Will Duquette schrieb:
OK. The essential thing being done here then is to break down the grab-bag of methods defined in Class and Object into a bunch of different interfaces, so that clients of an object don't have to worry about a bunch of extra "proc" and "filter" etc methods that have nothing to do with their problem domain. I can sympathise with that. However, I'm not sure [define] is the right solution, as it just creates another bag of methods elsewhere (somewhat like [info] has become). We could simply change the methods to be class- methods of [class] and [object] (i.e. procs that expect an explicit self argument, rather than instance-methods). That way by default objects don't get lots of public methods that aren't needed by clients, but you can still do, e.g.:
First of all, i do not like having define as it is for various reasons. But having define as an extra command is for an xotcl person not such a horrible thing, as long we have (inst)forward, which can bring it back into business with a one-liner. The other way around is more complicated.
But still, i think this issue is more than a matter of taste: here are a few arguments:
a) a more radical approach is to move all c-level commands out of object and class into one or more method repositories (similar to namespaces, but just a hash table containing for commands) and let the object system designer link these (private/public, if necessary) into the base classes of an object system. One can design a SnitClass or an XOTcl class or lsay a Java-kind class quite freely, and it provides room for incremental improvement without harming others.
b) We have discussed splitting xotcl classes into smaller components about two years ago. We did not do this mostly since xotcl users would most likely use Obect and Class as it is today.
Roughly and abstractly speaking, an xotcl class differs from an xotcl object by - providing a method repository (MR) for its instances - providing a life cycle management (LCM, factory with recycling) for its instances (create, alloc, configure, init, recreate, destroy, dealloc)
An xotcl object contains a data repository (DR) with an optional (from the implementation point of view) method repository for itself. Furthermore, objects are commands (which is to some respect nice, but makes it very hard to compete in speed with languages which have more lightweight objects such as Java).
A simplified picture of xotcl looks as follows:
XOTclObject = Cmd + DR + MR(self) XOTclClass = XOTclObject + LCM + MR(instances)
With mixins, a class can have multiple MRs for its instances, and an object can have multiple MRs for self.
Through various recent TIPs, Tcl namespaces are converging towards xotcl Objects.

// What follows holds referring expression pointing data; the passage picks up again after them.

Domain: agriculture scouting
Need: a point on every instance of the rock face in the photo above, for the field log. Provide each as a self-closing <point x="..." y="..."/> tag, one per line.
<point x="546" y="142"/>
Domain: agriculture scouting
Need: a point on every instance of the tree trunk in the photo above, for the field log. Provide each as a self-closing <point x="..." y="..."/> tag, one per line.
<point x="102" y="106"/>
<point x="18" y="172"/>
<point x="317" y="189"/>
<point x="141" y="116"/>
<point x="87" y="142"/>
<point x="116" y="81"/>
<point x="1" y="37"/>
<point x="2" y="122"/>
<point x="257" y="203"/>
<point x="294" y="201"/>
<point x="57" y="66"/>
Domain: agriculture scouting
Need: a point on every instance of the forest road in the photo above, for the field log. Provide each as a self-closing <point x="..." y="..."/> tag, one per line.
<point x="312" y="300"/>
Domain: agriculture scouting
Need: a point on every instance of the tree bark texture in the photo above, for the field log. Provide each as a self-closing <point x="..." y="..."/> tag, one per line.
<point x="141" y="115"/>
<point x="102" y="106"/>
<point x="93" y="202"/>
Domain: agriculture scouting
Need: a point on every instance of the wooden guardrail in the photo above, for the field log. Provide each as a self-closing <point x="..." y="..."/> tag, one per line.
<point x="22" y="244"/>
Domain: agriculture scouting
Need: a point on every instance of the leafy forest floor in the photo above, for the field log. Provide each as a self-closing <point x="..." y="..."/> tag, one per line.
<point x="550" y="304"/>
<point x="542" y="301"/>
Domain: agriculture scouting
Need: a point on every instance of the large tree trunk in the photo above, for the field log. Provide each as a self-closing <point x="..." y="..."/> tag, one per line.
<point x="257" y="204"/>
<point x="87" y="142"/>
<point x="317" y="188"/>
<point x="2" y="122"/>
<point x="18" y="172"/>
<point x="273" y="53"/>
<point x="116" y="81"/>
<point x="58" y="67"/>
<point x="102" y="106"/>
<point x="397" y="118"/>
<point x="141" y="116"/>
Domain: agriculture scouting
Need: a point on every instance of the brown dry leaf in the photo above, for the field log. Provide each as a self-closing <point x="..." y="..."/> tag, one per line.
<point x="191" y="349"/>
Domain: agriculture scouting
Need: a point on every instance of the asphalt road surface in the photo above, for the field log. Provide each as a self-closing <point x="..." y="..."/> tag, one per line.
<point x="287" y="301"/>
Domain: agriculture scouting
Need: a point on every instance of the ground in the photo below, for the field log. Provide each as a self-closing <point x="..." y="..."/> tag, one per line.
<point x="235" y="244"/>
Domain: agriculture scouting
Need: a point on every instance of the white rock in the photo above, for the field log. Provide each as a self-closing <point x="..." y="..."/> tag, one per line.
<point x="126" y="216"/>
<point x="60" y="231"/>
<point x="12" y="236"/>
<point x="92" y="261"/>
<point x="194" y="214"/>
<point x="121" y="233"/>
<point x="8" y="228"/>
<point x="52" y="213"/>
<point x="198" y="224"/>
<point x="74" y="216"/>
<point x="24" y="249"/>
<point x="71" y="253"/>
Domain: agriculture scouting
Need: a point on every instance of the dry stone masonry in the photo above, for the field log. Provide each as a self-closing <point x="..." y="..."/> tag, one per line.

As Tcl provides data repositories both through namespaces and arrays. I would like to see a convergence here, providing maybe multiple "views" to the same "data model" (in the MVC terminology), allowing e.g. "array names" on namespaces/objects or the data store methods (e.g. set, unset, trace, ...) as overloadable methods on associative arrays and to provide a uniform interface for defining procs/methods/instprocs..., not having to use sometimes "proc", other times "define method". This issue of having slim interfaces continues certainly on the C level where different implementation for this isses bloat the code and makes it hard for the code to behave consistently.
Furthermore the bunch of info commands can be reduced by specifying in the info command the MR explicitely (using e.g. MR(method)), using e.g. one "info args", one rename method etc. for all methods/procs/instprocs/commands.

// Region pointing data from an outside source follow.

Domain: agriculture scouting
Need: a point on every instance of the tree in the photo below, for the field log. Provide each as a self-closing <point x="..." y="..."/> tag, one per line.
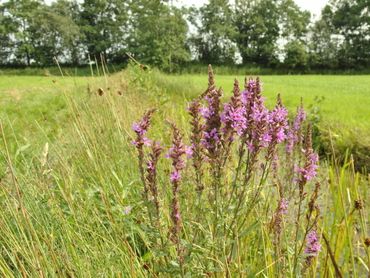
<point x="323" y="44"/>
<point x="69" y="12"/>
<point x="158" y="34"/>
<point x="215" y="40"/>
<point x="296" y="56"/>
<point x="104" y="26"/>
<point x="257" y="22"/>
<point x="351" y="19"/>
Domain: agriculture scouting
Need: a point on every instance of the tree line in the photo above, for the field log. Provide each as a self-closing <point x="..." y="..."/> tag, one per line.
<point x="266" y="33"/>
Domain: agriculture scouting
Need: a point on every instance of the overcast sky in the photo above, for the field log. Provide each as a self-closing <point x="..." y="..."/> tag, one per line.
<point x="314" y="6"/>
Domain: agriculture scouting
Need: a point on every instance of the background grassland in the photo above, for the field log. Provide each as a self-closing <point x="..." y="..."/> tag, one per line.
<point x="68" y="219"/>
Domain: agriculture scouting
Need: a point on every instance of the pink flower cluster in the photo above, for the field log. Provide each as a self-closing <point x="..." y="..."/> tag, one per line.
<point x="313" y="245"/>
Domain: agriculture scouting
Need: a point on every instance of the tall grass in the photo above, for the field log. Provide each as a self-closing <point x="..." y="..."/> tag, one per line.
<point x="76" y="208"/>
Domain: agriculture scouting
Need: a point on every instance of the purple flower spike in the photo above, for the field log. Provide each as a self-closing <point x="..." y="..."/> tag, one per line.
<point x="313" y="245"/>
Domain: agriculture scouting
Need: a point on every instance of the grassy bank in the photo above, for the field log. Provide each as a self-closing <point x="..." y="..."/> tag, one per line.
<point x="72" y="200"/>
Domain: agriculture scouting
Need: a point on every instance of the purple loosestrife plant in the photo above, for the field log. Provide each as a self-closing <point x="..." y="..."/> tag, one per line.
<point x="196" y="142"/>
<point x="313" y="245"/>
<point x="211" y="114"/>
<point x="233" y="116"/>
<point x="141" y="129"/>
<point x="278" y="125"/>
<point x="294" y="133"/>
<point x="151" y="176"/>
<point x="177" y="155"/>
<point x="235" y="149"/>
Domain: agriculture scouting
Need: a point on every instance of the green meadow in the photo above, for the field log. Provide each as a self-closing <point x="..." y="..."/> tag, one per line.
<point x="68" y="173"/>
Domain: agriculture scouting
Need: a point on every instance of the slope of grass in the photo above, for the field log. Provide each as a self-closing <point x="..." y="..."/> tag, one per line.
<point x="65" y="203"/>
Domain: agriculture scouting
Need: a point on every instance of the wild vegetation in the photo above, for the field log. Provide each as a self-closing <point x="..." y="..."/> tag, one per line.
<point x="219" y="195"/>
<point x="266" y="34"/>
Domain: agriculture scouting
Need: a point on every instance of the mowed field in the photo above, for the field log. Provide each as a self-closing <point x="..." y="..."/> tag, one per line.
<point x="346" y="98"/>
<point x="345" y="105"/>
<point x="71" y="191"/>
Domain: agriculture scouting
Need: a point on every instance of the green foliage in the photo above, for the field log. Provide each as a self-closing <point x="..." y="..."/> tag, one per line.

It would be certainly interesting to have the aspects described above as first class entities on the tcl layer and to provide composition functionalities for these similar to mixins for system designers.
Having said this, i am certainly not sure that "define" leads the right way by moving the methods to manipulate the MR to the top.
c) the concern with "clean interfaces" is certainly valid but addresses not only the number of methods, but as well orthogonality (so, define is neither orthogonal with tcl or xotcl). Providing a smaller interface can be achieved through good composition facilities (having the "right" superclasses, mixins) and hiding/protection (don't show helper methods, define explicit interfaces, making methods/variables private).
From earlier discussion about this TIP, i had the impression that this discussion is as well about "system matters" vs. "application matters". when one introspects an object, to see application issues (like submit, book, ...) rather than implementation nissues like being able to lappend to variables, etc. The point of view depends certainly on where one is doing the introspection, on the object (info methods is large) or on the class of the object with it instprocs. The documentation will be in most cases more on the class than on the object level, which will be a rather slick interface.
The TIP writers did not like the fact that general functionality is introduced in xotcl from Object (as it is in Ruby or Smalltalk or many other OO languages). I never found this a problem in real applications. i rather see problems with some low-level stuff, when it is not this way, when classes are destroyed, objects are reclassed, etc. I would feel better, when Object, Class are xtocl-like and and we provide some protection schemes through subclasses.
I am not going to repeat all earlier discussions here. Is it OK to send improvement proposals for the current TIP here, leaving aside this bigger issues?